I guess I was double dipping. It seems straightforward when thinking of it as a permutation, but as a combination it seems to get murky.

Cam

July 19th, 2010 at 4:39 am

360 it is.

First put boy in his own room: 4 ways to do that (4)

Now there are three rooms and five girls. Since each room can hold only two of them, all the rooms will be used. There will be two doubles and a single (2 + 2 + 1).

There are 5 ways to choose the girl who will go solo, and 3 choices of room for her (15).

Then there are 3 ways to pair up the other 4 girls (3) and two ways to assign them to the other two rooms (2).

Multiplying all those together we get

4 * 15 * 3 * 2 = 60 * 6 = 360 ways.

July 19th, 2010 at 5:19 am

In order to make post #9 correct: as Cam pointed out, there we compute only the distributions where the two single room are neighbors and the answer there was 6!/4=180 (again, I appologize for the computational mistake in the post and the appearance of the irrelevant 240). But this is exactly half of all the cases, since out of 4 rooms, two are neighbors in 3 out of 6 cases ((1,2), (2,3), (3,4) are, and (1,3), (1,4), and (2,3) are not). Hence, the answer should be 2*180=360

July 19th, 2010 at 5:31 am

What about bunging into the mix a choice of, say, 2 suites, 1 executive and a standard room…..

I still think there is only one way to do it….

Boy on own, 1 girl on own and 2 rooms with 2 girls. I don’t care which girl is with which girl, or which room number they are in.

Also, as they are referred to as boys and girls, have they reached their majority yet, or will there be parental supervision? I hate to bring up “Hotel Proprietors Act 1956, Registration of Guests (Aliens)” allowing unsupervised juniors to stay at your hotel…;-)

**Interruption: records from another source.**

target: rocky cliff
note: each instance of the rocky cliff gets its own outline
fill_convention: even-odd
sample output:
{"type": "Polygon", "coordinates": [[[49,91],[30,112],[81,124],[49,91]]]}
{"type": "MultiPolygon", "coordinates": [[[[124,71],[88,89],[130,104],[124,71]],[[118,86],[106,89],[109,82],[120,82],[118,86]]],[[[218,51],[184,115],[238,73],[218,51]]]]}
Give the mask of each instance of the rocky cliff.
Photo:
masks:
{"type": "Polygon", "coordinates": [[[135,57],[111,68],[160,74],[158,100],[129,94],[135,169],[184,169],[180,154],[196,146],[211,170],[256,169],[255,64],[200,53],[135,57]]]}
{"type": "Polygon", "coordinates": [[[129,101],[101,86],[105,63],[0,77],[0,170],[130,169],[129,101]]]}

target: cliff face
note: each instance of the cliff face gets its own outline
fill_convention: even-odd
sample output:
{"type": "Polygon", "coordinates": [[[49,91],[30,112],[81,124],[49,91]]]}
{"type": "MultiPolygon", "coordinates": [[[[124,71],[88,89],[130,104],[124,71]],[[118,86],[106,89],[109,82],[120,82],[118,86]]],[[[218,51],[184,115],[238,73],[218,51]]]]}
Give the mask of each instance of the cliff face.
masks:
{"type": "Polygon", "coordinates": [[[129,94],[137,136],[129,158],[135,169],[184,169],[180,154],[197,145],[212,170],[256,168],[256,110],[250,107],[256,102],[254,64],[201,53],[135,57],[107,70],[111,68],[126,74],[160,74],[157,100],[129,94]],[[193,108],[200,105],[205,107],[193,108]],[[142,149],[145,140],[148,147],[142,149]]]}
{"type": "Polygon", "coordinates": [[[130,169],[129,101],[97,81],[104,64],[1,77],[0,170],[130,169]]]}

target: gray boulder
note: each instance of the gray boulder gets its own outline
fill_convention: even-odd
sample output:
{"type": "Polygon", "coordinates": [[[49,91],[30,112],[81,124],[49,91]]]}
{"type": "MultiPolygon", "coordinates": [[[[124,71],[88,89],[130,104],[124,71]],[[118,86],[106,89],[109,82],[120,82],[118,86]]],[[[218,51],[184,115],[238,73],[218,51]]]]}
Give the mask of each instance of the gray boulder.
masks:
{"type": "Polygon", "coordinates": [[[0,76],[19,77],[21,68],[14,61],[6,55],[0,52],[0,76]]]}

July 19th, 2010 at 6:00 am

I had copied/pasted “my” solution. I notice that it changes tactic at the last step. For improved consistency, I would have said for the next girl there are 2 choices of room, and then 3 choices of who she shares with. So 4*(5*3)*(2*3) = 360

July 19th, 2010 at 2:00 pm

ah yes, I think I had discounted some combinations of pairings as I’d already had them paired together already, but must not have allowed for being paired but in a different room – don’t think I’ll go back and check though – too much else to do

March 20th, 2012 at 6:49 am

Let’s adjust the problem.

Five girls and one boy have to share four hotel rooms. Each room can hold up to THREE people, and the boy has to have a room to himself. Each room must have at least one person. How many different ways are there to assign the group to the rooms?